‘Game’ is a tractor brand you might not have come across.

Based in Louisiana (US), the machines were borne out of the need to harvest and haul sugar cane.

For the past 70 years – starting with Thompson Machinery as early as 1950 and with Cameco in more recent times – this equipment is now exported worldwide. Game says that its employees and founders have over 400 cumulative years of experience in building such equipment – garnered from the likes of Thompson Machinery, Cameco and John Deere.

For example, David Chadwick – the owner of Game – was the engineering manager at Cameco for a number of years and also worked for John Deere (after Deere & Company bought Cameco).

He designed Cameco equipment (and oversaw the design of later models), including tractors and sugar cane and pineapple harvesting equipment.

Game’s engineers have apparently been designing industrial tractors and harvesting equipment – in one form or another – since 1988.

The philosophy is apparently “to build each model better than the previous unit”.

The pineapple machinery segment was the real enabler for Game – in its bid to establish a footing.
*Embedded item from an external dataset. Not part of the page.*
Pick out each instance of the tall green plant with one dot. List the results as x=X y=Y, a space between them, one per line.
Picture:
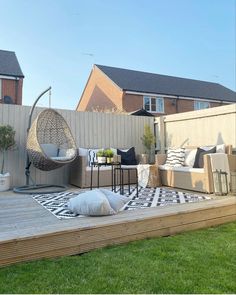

The manufacturer says that the world’s largest pineapple growers have now “standardised on Game machines”.

Among its claims to fame is its GPS-steered, self-propelled sugar cane planter; it was developed for large operations in tropical regions – such as Hawaii, Colombia and parts of Africa.

A vegetable sprayer (pictured below) was also a key product for Game; these are used in all manner of regions – from San Francisco to central Mexico.

Game’s largest product line – tractors – came about in late 2007; additional models have since been added over the years.

Tractor line-up

These ‘industrial-spec’ units (along with Game’s sugar cane loading machines, for example) were designed to be “heavy-duty, durable and mechanically simple” – typically for long hours in rough applications anywhere around the world.

The video footage below shows a Game Equipment 95ATX 500hp tractor tugging a power-hungry scraper; the machine is working in Texas.

Game currently has more than a dozen tractor models in its dossier. The largest units are usually coupled to scrapers, chisel-ploughs and rippers; they are often used for large-scale land preparation and clearing duties. You’ll even find them in the mining industry.